Peygamberimiz (sav.) daha dünyaya gelmeden ruhlar aleminde iken hem nübüvvet makamında idi hem nebi idi. Hem resul idi. Doğumunda melekler ve huriler Hazreti Amine'nin etrafında hizmet ettiler. Doğar doğmaz secdeye gitti. Ve ardından Allah'ın resulü olduğunu, şahadet parmağını kaldırarak söylemiş oldu. Oradaki bütün kadınlar buna şahit oldu. Peygamberlik verilmeden evvel hiçbir kula nasip olmayan göğsünün açılıp şerh edilmesi, yani kalbindeki bütün kanların iblisin musallat olmasına sebep olan kanlardan yıkanıp peygamberimizin kalbi nurla tekrar şerh olundu. 40 yaşında risalet verildi.
Meryem suresinin 31 ayeti Esteuzibillah, Ve beni nerede olursam mübarek kıldı. Ve beni hayatta olduğum müddetçe namaz ile zekât ile emretti. Namaz kuranı kerim'de namaz sözcüğü salat olarak geçer. Namaz kelimesi kuranımızda 99 tane ayette geçer. Bir de zekatla emretti diyor.Ama hiç zekat veremedi. Çünkü Hazreti İsa aleyhisselam'ın oturacak bir evi bile olmadı. Kuranımızda bu sorumluluk 59 kez geçiyor.
Meryem suresi 32. ayet Esteuzibillah ve beni. Valideme itaatkâr kıldı ve beni bir isyankâr kılmadı,buyurdu. Meryem suresinin 30. 31. ve 32. ayetlerinde 2 saatlik bebek gelecekteki 9 tane sıfatını saydı. 1- kul olduğunu, 2- Kitap verileceğini, 3- Peygamber olacağını, 4-Beni rabbim mübarek kıldı diyor, 5-Namazı emretti, 6- Zekatı emretti diyor, 7- Anneye itaati, 8- Beni cabbar kılmadı, ben kibirli değilim, 9- Şaki değilim buyurdu.

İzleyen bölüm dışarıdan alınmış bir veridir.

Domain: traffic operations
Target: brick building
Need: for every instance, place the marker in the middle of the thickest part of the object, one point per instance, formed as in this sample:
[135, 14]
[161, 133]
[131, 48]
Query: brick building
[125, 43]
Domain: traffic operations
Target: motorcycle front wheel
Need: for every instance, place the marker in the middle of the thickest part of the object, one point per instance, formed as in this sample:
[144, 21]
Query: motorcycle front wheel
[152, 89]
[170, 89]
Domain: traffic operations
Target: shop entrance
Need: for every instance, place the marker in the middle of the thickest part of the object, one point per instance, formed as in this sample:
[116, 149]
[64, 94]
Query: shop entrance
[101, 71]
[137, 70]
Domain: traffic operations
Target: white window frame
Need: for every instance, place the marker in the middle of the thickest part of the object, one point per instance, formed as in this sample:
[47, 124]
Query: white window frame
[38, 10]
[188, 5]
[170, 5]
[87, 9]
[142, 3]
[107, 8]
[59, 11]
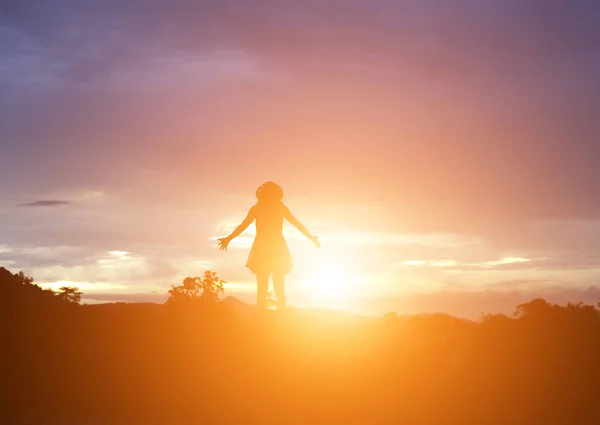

İmamı malik, buyuruyor ki Kuran'da kaderi anlatan 36 ayetin hepsini bir kenara koyalım Meryem 30,31,32. ayetleri diyor kaderi anlatmakta yeter ve artar en büyük delildir diyor. Daha 2 saatlik bir bebek ileride yapacağı 9 tane işi ileride Yaptığı mı? Evet yaptı. İlerideki bütün yapacaklarını anlattı ve hepsinin de tane tane yaptı.
Hazreti peygamberimiz buyurur ki Kim Allah'ın kaderdeki sırrı anlarsa dünyadaki bütün bela ve musibetler ona çok hafif gelir. Nasıl anlayacağız? Önümüzde bir iş var, bütün sebeplerine sarılıyoruz. Bir türlü o işi başaramıyoruz. Yani o sebeplerin hepsine sarıldığımız halde o iş olmuyor. Önümüzde bir tehlike var bütün tedbirleri uyguluyoruz ama tehlikeden kaçamıyoruz. İşte kaderi anlamanın sırrı budur. Her sebebe sarıldık, o işi aşamadık, yapamadık. Her sebebe sarıldık o belada musibetten tehlikeden kaçamadık. O geldi bize ulaştı. İşte bu kaderdir.
Bismillah. Subhaneke la ilma lena illa ma allem tena inneke entel alimul hakim. sadakallahul azim. sübhansın ya rab senin bize bildirdiğinden başka ne bilebiliriz ki? Her şeyi hakkıyla bilen, her şeyi hikmetle yapan sensin. Amenna ve saddakna velhamdülillahi rabbil alemin el Fatiha.